Note how each <t:TagLabel> above has an @xl:literalForm which supplies the author‐provided tag label, while also labelling an R·D·F resource which gives the canonical tag. This is obviously quite verbose (by nature of being X·M·L), and more sophisticated solutions will doubtless be developed in the future, but it is already good enough to start building things on top of.

Pulling in Tags

Simply having the ability to fetch tags on request is likely insufficient for complex tagging systems or large repositories. A tag authority could have thousands of tags, and a repository needs to be able to not only discover them all but also keep them up·to·date without individually fetching each one. Inspired by the I·I·I·F Change Discovery A·P·I, the current plan is to provide tag authorities with an ActivityStreams event log which chronicles their changes, which repositories can then pull to update their models. The creation of a new romantic relationship tag tag:ladys.example,2023-05-23:$BF-7607 might look like this :⁠—

{ "@context": "https://ns.1024.gdn/Tagging/discovery.context.jsonld"
, "type":
  [ "TagActivity"
  , "Create" ]
, "context": "https://ladys.example/tag:ladys.example,2023-05-23:"
, "object": "https://ladys.example/tag:ladys.example,2023-05-23:$BF-7607"
, "endTime": "2023-05-23T19:33:33-07:00"
, "label": "Add Shadow ❤ O·C tag"
, "comment": "This is the romantic equivalent of the existing (sexual) Shadow × O·C tag."
, "states":
  [ { "predicate": "a"
    , "object": "RomanticRelationshipTag" }
  , { "predicate": "prefLabel"
    , "object":
      { "@value": "Shadow ❤ O·C"
      , "@language": "en" } }
  , { "predicate": "involves"
    , "object": "https://ladys.example/tag:ladys.example,2023-05-23:N54-M773" }
  , { "predicate": "involves"
    , "object": "https://ladys.example/tag:ladys.example,2023-05-23:V2G-36D8" } ] }

A change in the preferred label of that tag might look as follows :⁠—

{ "@context": "https://ns.1024.gdn/Tagging/discovery.context.jsonld"
, "type":
  [ "TagActivity"
  , "Update" ]
, "context": "https://ladys.example/tag:ladys.example,2023-05-23:"
, "object": "https://ladys.example/tag:ladys.example,2023-05-23:$BF-7607"
, "endTime": "2023-05-23T19:34:20-07:00"
, "label": "Add variation selector 15 after heart"
, "comment": "Helps to prevent emojification on mobile platforms."
, "unstates":
  [ { "predicate": "prefLabel"
    , "object":
      { "@value": "Shadow ❤ O·C"
      , "@language": "en" } } ]
, "states":
  [ { "predicate": "prefLabel"
    , "object":
      { "@value": "Shadow ❤\uFE0E O·C"
      , "@language": "en" } } ] }

In each case note that the activity unstates and states various triples, with the subject of each assumed to be the same as the object of the activity.

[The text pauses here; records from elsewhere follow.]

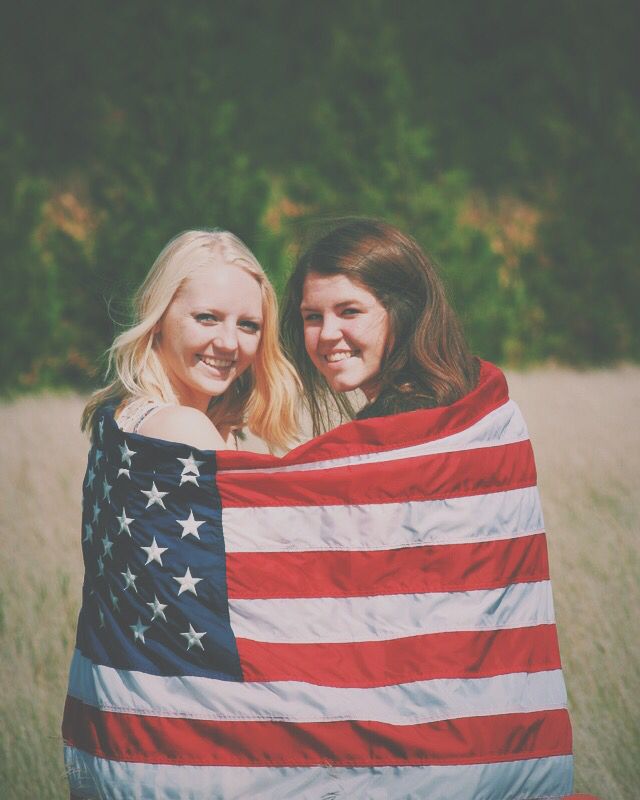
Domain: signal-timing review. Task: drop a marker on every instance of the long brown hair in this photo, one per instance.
(427, 357)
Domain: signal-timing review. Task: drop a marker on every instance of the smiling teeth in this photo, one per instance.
(333, 357)
(219, 363)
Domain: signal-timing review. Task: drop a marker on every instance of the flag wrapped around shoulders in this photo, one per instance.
(369, 616)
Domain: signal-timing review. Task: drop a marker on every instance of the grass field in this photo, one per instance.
(585, 427)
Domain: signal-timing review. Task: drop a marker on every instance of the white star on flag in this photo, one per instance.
(126, 453)
(154, 496)
(153, 552)
(193, 638)
(124, 521)
(130, 579)
(187, 583)
(190, 525)
(138, 630)
(191, 465)
(158, 608)
(107, 544)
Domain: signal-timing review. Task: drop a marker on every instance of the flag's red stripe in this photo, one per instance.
(375, 435)
(462, 654)
(162, 740)
(434, 477)
(430, 568)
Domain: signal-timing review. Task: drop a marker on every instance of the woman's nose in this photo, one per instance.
(226, 338)
(330, 330)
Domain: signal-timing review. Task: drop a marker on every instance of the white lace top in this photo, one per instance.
(135, 411)
(132, 414)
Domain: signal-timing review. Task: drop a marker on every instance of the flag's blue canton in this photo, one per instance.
(155, 591)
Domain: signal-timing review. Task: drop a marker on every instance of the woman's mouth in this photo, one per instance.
(343, 355)
(217, 363)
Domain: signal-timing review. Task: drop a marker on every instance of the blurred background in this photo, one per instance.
(503, 135)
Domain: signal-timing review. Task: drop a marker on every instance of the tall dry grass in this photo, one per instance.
(586, 435)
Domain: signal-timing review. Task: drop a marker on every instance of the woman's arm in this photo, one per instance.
(186, 425)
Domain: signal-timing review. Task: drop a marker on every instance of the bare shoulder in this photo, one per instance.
(185, 425)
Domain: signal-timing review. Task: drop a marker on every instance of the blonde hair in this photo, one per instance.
(265, 397)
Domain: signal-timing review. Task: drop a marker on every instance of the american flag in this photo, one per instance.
(368, 617)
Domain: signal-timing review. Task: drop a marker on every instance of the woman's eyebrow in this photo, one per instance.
(342, 303)
(214, 310)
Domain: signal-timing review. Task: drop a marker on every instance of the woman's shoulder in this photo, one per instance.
(183, 424)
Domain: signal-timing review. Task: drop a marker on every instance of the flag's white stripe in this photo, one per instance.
(362, 619)
(504, 425)
(404, 704)
(384, 526)
(531, 779)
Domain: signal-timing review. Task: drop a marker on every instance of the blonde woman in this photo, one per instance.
(202, 357)
(201, 360)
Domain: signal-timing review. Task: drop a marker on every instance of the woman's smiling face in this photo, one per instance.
(346, 329)
(209, 334)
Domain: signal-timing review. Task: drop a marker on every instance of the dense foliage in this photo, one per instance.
(504, 136)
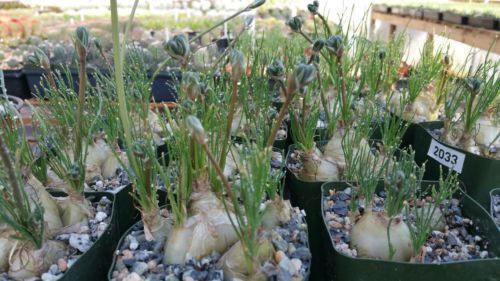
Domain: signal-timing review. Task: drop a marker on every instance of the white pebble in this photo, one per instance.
(100, 216)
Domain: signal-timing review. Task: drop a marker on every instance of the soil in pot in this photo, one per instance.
(457, 240)
(138, 258)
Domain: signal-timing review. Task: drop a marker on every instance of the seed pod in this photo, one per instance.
(238, 64)
(381, 54)
(302, 76)
(195, 128)
(97, 44)
(318, 45)
(177, 47)
(190, 84)
(313, 8)
(40, 58)
(295, 24)
(473, 84)
(276, 70)
(82, 37)
(256, 4)
(334, 43)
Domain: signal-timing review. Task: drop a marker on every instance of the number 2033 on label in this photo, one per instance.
(446, 156)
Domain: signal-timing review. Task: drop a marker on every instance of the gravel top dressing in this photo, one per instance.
(139, 259)
(458, 241)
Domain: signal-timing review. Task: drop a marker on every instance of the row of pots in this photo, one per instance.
(478, 175)
(26, 83)
(482, 21)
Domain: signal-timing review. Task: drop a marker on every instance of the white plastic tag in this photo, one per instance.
(446, 156)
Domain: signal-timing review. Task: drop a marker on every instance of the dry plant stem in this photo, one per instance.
(7, 162)
(324, 101)
(81, 102)
(279, 120)
(218, 169)
(232, 109)
(325, 24)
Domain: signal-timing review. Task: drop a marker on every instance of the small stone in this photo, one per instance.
(297, 263)
(49, 277)
(140, 268)
(133, 243)
(287, 265)
(483, 254)
(81, 242)
(62, 264)
(100, 216)
(152, 264)
(279, 256)
(133, 277)
(53, 269)
(171, 277)
(99, 184)
(127, 254)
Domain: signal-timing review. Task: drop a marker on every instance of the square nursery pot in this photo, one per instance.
(164, 88)
(307, 196)
(343, 267)
(484, 21)
(16, 84)
(479, 174)
(495, 206)
(37, 81)
(455, 18)
(430, 14)
(94, 263)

As these are published in an chronological, paginated list, it is easy for consumers to skip activities that they have seen before. And because each activity identifies as its object the tag being changed, they can easily skip activities for tags they don’t care about, too.

Implementation Plans

I’m currently working on a library for processing tag streams and a command‐line tool for generating them. Because this is a pull‐based model, it should be pretty easy to get a proof‐of‐concept up that is backed by static files and a minimal Caddy configuration. Then I will attempt to create a simple web viewer for browsing the tags, as well as start publishing works which use them. I’ll be sure to post updates to this blog when·ever any of this happens!

A lot of the initial discussion for this work has taken place on the Fandom Coders Discord server. Shoutout to the people there for putting up with my many 4 A·M Freeform diagrams and rants about ActivityStreams.